SPOTLIGHT VIDEO: Air Force Reservist Enables 96-Year-Old World War II Veteran To Fly Again
By J.M. Eddins Jr. // November 27, 2017
SPACE COAST DAILY TV SPECIAL PRESENTATION
ABOVE VIDEO: Air Force Reserve First Sergeant David Brown and 96-year-old World War II veteran Al Tucker started a friendship centered around a 70-year-old biplane. These two Airmen share their stories about how this aircraft shaped their merging destinies. (Pete Ising video)
In the summer of 2008, on a lush grass field in Bealeton, Virginia, Sue Tucker Brander approached the blue and yellow plane of her new friend, civilian pilot and Air Force Reservist David Brown. In her hand was a framed black and white photograph.
The photo showed a young man wearing a leather helmet and goggles in the rear cockpit of a biplane, his head down performing his preflight checks. At the bottom of the frame was written “Al Tucker, First Solo -1942.”
Brander pointed to Brown’s plane and said, “You know, my Daddy used to fly a plane just like that.”
David Brown had been enthralled with airplanes since he was a kid in the 1960s and 70s being driven around Fauquier County, Virginia in his parents’ Buick LeSabre.

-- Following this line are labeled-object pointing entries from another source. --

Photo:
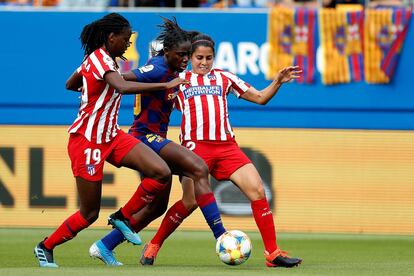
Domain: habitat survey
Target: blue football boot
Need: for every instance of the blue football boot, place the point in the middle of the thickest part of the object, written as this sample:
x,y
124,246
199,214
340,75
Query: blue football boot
x,y
44,256
99,251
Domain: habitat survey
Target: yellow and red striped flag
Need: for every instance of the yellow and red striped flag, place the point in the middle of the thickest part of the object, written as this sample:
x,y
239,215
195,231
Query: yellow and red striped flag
x,y
341,33
385,31
291,36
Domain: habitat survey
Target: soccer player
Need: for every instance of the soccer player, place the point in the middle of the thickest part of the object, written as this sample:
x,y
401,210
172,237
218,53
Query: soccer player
x,y
152,115
206,130
95,135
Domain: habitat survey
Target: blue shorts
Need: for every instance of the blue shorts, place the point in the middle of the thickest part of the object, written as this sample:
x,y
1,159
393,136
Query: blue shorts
x,y
154,141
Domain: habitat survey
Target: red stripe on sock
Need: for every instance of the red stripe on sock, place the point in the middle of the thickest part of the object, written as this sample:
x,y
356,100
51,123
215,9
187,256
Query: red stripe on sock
x,y
206,199
67,230
264,221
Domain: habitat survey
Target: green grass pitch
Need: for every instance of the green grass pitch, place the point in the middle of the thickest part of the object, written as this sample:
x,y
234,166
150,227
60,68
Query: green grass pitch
x,y
193,253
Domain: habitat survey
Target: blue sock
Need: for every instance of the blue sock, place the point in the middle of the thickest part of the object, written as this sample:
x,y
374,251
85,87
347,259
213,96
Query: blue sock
x,y
209,208
113,239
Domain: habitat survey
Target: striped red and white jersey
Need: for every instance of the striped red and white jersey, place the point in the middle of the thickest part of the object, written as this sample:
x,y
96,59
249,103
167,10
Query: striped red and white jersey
x,y
203,104
98,112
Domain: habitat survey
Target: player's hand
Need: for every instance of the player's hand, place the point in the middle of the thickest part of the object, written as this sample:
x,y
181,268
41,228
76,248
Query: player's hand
x,y
176,82
288,74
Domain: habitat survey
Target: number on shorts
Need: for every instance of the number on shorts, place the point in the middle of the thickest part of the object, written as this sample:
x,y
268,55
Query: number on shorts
x,y
95,155
190,145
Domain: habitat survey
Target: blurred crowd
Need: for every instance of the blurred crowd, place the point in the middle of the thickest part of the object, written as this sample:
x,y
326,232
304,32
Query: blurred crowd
x,y
204,3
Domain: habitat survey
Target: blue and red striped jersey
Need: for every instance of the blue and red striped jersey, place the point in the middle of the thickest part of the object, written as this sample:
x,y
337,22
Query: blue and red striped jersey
x,y
152,109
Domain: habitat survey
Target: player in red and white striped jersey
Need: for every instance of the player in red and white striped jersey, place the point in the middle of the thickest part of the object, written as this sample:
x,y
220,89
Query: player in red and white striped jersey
x,y
95,136
206,130
203,103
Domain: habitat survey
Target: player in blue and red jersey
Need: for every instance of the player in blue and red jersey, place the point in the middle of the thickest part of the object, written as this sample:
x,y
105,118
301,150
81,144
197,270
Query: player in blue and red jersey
x,y
95,136
152,115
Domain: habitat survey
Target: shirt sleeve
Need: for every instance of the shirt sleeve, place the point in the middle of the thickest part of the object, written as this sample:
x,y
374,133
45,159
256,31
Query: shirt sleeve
x,y
103,63
237,86
150,73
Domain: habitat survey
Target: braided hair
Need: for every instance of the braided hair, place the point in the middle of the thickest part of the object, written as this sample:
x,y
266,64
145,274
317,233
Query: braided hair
x,y
96,34
200,39
171,35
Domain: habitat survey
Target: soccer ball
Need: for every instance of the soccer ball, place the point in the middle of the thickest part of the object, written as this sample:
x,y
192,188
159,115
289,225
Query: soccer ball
x,y
233,247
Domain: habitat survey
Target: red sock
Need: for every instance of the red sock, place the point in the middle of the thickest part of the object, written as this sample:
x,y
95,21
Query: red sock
x,y
67,230
144,195
173,218
264,220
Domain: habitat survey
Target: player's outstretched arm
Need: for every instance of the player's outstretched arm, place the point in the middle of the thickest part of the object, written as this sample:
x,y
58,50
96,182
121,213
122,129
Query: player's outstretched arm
x,y
264,96
131,87
74,82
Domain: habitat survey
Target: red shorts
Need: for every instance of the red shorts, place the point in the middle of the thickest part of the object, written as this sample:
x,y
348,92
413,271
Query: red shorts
x,y
223,158
88,158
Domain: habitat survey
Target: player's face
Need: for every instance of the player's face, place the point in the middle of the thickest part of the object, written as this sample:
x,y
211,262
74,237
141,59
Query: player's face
x,y
202,60
178,57
119,43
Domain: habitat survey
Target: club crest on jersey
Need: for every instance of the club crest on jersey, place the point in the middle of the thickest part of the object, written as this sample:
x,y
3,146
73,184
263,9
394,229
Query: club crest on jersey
x,y
91,169
146,68
109,61
202,90
211,77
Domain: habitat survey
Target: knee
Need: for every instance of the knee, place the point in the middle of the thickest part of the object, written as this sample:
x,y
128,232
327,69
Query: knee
x,y
259,192
200,170
162,174
190,204
90,216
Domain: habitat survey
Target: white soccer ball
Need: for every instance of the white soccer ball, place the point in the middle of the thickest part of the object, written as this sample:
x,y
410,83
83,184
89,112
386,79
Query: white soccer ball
x,y
233,247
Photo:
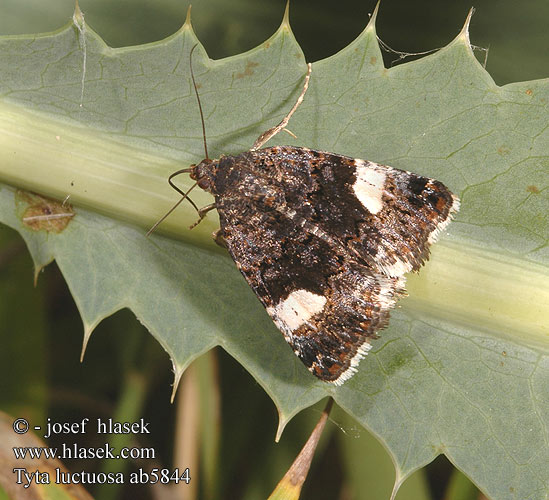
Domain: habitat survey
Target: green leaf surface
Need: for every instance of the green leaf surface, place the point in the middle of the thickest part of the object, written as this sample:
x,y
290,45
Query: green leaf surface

He cannot remember a time when he was not dreaming of following his father into the U.S. Air Force and becoming a pilot.
However, the aircraft that originally lifted his head into the clouds were not sleek jet fighters making vertical takeoffs in full afterburner or even the airliners he saw arriving or departing from nearby Dulles International Airport.
The plane that flew overhead was a PT-17 Stearman.
For Tucker, the biplane would be a steppingstone to fighter-jock glory, but he too was destined to loop back to where he began.